DO IT EVERY. SINGLE. TIME.

Or not. I'm lazy, I usually just do one.

Chapter 51: A Writer

The Magikarp begins as the low point of evolution. The single most pitiful set of characteristics that can be grouped together and still constitute a viable living organism. It knows little more than how to breathe, eat, and flop around; recent studies seem convinced that while it has a set of working reproductive organs, it is only dimly aware of what their purpose is. So poorly suited for life is the Magikarp that it begs the question why it was born in the first place.

Yet even in its squalor and lowliness there is a spark. A glint of something more than just the light reflecting off its shimmering red and gold exterior. There's a driving force within it, within all of them, that causes a red tide to inch up the great Highbank waterfall at all hours of the day, each fish seeking desperately to reach the top and become a majestic, powerful Gyarados.

Ambition.

That furnace burning hot within the belly of the beast. That golden apple at the far end of the table that we stretch ourselves to taste. This city is built on ambition as much as stone and brick, even by design it's ostentatious and begging to be seen. Validated. Skyscrapers jut out from a mighty river that could rise and sweep them away, beacons of light looked down upon by the looming mountains where Salvoutian aggression descended from not a century ago.

It's ambition that keeps this city afloat as much as the carcasses of the Carracostae of yore.

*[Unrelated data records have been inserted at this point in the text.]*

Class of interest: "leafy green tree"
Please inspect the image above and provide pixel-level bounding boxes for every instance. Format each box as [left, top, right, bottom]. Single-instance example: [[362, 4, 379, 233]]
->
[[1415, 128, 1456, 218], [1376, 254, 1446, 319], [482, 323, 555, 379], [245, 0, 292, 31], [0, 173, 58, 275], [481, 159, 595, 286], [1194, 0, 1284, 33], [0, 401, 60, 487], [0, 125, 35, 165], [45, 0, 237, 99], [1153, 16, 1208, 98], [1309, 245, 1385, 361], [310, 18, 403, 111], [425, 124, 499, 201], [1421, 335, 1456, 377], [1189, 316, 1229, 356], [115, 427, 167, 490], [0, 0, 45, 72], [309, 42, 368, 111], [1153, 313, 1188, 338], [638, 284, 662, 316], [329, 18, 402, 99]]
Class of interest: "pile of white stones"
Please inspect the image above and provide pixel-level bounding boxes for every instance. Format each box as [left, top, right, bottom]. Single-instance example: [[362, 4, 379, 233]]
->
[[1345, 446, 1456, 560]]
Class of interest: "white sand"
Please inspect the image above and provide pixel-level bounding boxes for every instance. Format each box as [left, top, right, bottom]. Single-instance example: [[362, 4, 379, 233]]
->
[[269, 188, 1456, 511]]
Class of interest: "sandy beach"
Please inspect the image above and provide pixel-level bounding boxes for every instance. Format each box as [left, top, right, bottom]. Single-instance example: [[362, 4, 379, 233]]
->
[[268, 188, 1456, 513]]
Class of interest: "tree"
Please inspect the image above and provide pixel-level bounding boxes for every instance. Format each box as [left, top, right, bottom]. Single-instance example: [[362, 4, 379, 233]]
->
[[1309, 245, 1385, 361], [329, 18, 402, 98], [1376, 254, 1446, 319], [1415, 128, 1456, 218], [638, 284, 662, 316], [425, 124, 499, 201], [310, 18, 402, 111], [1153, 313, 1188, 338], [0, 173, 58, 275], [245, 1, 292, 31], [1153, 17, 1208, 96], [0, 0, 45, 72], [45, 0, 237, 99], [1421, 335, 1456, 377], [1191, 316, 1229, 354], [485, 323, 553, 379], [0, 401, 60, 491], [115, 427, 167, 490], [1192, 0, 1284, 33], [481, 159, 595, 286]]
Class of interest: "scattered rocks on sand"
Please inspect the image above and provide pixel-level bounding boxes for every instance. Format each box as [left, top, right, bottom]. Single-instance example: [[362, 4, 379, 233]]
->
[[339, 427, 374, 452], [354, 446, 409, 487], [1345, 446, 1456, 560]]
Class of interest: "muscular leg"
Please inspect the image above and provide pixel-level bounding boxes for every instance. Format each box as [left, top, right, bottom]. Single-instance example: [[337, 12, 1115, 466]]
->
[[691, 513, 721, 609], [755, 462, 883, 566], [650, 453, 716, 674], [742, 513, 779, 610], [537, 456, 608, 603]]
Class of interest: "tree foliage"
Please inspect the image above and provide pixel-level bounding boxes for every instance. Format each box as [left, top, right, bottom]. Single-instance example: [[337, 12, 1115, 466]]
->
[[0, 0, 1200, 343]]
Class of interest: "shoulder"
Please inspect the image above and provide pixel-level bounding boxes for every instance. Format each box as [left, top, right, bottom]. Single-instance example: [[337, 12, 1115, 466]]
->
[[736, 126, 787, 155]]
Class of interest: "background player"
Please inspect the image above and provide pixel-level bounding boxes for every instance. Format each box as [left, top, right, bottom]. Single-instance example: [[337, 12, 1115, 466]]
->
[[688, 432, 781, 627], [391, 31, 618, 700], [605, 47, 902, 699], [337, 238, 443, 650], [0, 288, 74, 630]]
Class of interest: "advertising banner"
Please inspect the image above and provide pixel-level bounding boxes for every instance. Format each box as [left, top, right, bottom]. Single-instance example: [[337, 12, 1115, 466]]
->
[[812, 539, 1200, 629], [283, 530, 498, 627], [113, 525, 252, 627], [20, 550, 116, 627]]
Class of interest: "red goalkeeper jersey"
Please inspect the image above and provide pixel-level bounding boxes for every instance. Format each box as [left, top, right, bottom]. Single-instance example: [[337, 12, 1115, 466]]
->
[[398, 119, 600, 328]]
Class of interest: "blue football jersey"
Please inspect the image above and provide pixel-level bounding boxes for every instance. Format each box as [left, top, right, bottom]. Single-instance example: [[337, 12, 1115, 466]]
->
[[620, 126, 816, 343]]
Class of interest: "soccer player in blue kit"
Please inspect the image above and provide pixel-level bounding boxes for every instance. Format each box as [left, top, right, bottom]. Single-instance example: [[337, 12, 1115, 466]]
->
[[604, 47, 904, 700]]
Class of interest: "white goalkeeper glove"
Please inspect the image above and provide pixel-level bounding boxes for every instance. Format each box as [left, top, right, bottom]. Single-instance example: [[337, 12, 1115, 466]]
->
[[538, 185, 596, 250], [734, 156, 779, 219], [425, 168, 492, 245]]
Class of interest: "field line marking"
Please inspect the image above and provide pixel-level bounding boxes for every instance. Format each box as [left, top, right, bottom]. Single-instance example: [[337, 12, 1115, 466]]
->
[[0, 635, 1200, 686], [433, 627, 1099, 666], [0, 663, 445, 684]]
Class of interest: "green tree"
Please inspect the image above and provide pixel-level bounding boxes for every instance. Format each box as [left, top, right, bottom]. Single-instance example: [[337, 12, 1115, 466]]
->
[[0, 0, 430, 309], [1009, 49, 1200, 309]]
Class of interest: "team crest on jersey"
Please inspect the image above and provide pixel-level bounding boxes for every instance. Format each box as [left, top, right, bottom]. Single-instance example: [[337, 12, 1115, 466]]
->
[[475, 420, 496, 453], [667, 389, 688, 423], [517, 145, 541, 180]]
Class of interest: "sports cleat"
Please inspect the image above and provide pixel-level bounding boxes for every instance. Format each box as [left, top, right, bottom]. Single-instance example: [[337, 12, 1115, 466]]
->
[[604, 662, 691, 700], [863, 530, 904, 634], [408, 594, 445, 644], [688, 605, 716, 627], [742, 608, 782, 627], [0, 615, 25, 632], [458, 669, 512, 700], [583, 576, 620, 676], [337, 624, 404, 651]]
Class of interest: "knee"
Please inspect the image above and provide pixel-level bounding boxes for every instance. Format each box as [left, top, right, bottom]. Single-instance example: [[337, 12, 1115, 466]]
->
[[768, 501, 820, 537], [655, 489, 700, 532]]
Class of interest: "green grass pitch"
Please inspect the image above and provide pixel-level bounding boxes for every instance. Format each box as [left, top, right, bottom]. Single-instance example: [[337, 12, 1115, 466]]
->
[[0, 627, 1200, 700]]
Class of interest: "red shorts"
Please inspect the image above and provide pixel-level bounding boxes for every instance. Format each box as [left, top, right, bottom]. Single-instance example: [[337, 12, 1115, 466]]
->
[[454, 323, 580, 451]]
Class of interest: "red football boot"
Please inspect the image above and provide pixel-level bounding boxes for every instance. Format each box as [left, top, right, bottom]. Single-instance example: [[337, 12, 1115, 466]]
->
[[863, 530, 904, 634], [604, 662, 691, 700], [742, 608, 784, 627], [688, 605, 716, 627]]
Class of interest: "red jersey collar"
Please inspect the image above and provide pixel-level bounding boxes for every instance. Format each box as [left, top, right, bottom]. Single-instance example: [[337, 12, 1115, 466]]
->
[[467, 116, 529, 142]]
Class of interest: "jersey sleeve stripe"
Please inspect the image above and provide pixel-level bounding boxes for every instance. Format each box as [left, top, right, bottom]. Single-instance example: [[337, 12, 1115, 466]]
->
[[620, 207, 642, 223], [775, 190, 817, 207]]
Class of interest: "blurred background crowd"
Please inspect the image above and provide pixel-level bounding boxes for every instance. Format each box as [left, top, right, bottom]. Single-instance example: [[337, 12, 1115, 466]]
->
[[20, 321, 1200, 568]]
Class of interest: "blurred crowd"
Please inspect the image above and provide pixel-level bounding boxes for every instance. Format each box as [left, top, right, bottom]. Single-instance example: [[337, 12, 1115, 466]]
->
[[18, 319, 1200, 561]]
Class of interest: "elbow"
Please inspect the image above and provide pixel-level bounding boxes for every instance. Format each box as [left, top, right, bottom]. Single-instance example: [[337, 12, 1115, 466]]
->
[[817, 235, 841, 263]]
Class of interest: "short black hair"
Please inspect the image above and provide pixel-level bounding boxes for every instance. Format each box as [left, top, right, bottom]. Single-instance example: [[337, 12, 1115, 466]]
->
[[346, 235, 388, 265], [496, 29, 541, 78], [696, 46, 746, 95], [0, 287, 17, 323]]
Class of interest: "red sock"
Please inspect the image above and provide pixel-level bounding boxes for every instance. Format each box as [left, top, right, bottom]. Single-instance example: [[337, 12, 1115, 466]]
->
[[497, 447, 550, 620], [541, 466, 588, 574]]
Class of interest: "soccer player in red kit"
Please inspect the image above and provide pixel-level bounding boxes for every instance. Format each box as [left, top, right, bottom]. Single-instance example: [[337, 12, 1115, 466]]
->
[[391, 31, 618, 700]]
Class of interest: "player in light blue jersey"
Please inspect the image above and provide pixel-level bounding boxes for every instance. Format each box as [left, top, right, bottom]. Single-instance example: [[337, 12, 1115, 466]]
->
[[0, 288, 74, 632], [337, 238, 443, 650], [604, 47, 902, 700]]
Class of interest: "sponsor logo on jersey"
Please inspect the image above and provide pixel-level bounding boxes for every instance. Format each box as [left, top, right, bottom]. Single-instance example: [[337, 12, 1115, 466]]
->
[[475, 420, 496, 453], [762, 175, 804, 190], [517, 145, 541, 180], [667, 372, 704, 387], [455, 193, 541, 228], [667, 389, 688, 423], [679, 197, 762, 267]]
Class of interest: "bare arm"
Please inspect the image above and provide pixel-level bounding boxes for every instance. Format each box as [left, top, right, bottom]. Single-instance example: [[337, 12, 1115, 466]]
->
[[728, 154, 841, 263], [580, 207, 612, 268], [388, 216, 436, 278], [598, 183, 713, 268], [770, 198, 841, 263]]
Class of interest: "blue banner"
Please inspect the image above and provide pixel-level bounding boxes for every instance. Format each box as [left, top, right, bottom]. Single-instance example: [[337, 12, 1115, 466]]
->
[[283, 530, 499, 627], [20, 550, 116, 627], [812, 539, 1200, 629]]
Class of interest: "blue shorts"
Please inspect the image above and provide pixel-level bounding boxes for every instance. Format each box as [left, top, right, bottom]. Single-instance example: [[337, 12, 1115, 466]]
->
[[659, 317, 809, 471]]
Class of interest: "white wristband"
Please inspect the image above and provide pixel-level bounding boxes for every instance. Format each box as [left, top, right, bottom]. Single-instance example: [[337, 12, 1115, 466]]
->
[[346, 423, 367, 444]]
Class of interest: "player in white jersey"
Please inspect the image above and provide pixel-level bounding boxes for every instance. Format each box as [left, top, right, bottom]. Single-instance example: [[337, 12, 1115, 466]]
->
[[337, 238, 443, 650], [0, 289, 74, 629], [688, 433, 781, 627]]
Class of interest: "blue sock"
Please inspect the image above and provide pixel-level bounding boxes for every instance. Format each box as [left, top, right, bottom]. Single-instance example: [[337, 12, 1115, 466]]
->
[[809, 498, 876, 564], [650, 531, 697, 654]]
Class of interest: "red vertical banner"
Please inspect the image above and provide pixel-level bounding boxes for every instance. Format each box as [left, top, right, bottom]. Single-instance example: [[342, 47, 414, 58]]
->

Every fisher, businessman, musician, Pokemon trainer; each is a Magikarp yearning to scale their own waterfall. To cast aside the ineptitude and inexperience of youth and become a terror, a proud dragon roaring its victory from the top, drowning out the sound of the rushing water beneath them.

But ambition alone does not yield success. And when failure comes, we fall, and the closer we were to cresting the peak, the more it hurts.

This is a city that crushes ambition as much as inspires it. The writhing purple underbelly of the islands mirror the sickening darkness that can be found in even the purest of souls. That inbred instinct to shove another down the waterfall in order to ease your path upwards; ricochet up off the momentum of those beside you. And in that moment when one is pushed aside and begins to free-fall, the glimmering towers of the city become loathsome, mocking eyes, a damning reminder of one's place as a skittering sand beetle on the shore.

The pathway to Highbank's waterfall is not an easy one. But it is not a difficult one, either. A trip across the eddy, a duck under some ropes, a short climb up a rocky path... it's all that it takes to reach this precipice and gaze down on the plethora of Magikarp that will never reach the top. That will spend their entire lives struggling only to fall short and join the other bodies in the pool beneath.

It's cruel, to have a city built on ambition so close to such a stark reminder of its shortcomings. To give the lost and war-torn soul such a vivid picture of futility, and to offer the chance of ending it with a few small steps.

To embrace the ultimate fate of being another body in the pool.

"Jackie?"

I raised my head slowly from my composition book, dabbing at my eyes with the back of my pen before turning my head. "Yeah."

My sister bit her lip as she stepped up onto the rocks and stood beside me, tugging at a braid of her midnight hair. "Here again, huh?"

I sighed, turning away and looking out over the Highbank falls, breathing in the mist. "It's not like that. It's a good muse, is all."

"Doesn't stop me from worrying." Bonny chewed her lip as if it were a particularly tough vine of licorice... Dome knows her lipstick was red enough to give it that appearance. "I trust you when you say you're better now, but you could always trip over one of these rocks."

That'd be a hell of a way to go. And no one would believe it was an accident, not after last year. "I'm being careful, ok? You don't have to be my mother, I can hardly stand the sister part."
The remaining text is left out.